M&A Wire: This Missing Ingredient in Your ‘Recipe to Sell’ Can Literally Cost You Millions

Wire

When a business owner desires to sell a company for top dollar, (s)he needs to understand the importance of having future growth plans for the business. One factor that can boost growth is if the business operates in a high growth industry where the compound annual growth rate (“CAGR”) is 10% or more. Examples of such industries are: internet retail, healthcare services, cyber security, and autonomy to name a few. However, whether or not the business participates in a high growth industry, to achieve a strong transaction multiple with a low likelihood of contingency payments such as earnouts, the business’s owner needs to have, and articulate to buyers, a compelling strategy as to how their company will capture significant market share in the future. This strategy is quantified in the business’ financial projections.

There are two reasons that strategy is so important. First, acquirers seek to purchase companies with compelling strategies. “What’s past is past” as they say. In fact, a purchase price is ultimately what a buyer is willing to pay for the future cash flow streams of a company. Future cash flows cannot be justified without a strategy, or the company’s “story.” For the same reason, the preferred valuation method, the discounted cash flow (DCF) method, is dependent on strategy—the second reason that strategy is so vital.

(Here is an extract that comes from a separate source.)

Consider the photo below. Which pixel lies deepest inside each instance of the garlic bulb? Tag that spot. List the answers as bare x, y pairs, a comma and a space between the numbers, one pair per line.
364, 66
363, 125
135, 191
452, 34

In using DCF to value a company, one takes a target company’s financial projections and creates a DCF valuation range. This valuation method takes a company’s future cash flow streams looking out typically 3-5 years and then risk adjusts them back to the present using a formula called the weighted average cost of capital.

While there are nine different methods used in valuing a company, the DCF, trading, and transaction methods are the three most common ones. Both (publicly traded) trading and (M&A) transaction methods consider comparable companies’ revenues and EBITDA multiples as benchmarks against the subject company’s past 12 months’ revenues and EBITDA. Therefore, the trading and transaction methods take a retrospective look at valuation while the DCF method takes a present look, based on a company’s future strategy and expected financial performance. In high growth markets, a compelling strategy means improving cash flows, and a high valuation range.

Unfortunately, the DCF valuation method is often missing in valuation reports when business owners of private companies solicit a valuation. This is because they do not have financial projections to share with the valuation expert. Therefore, that valuation expert is not able to consider the DCF method. This means that if the seller enters into a deal with a buyer, they often leave money on the table because they traded on the past and present circumstances, not on what the company can do in the future. This restricts conversations to past performance, and limits the upside in a transaction multiple paid by the acquirer to the seller.

We strongly recommend business owners not leave money on the table. They need to allocate time to strategic planning and financial forecasting. These decisions can result in a strong valuation and, when combined with other preparation steps, a stronger upside when it is time to close the M&A transaction.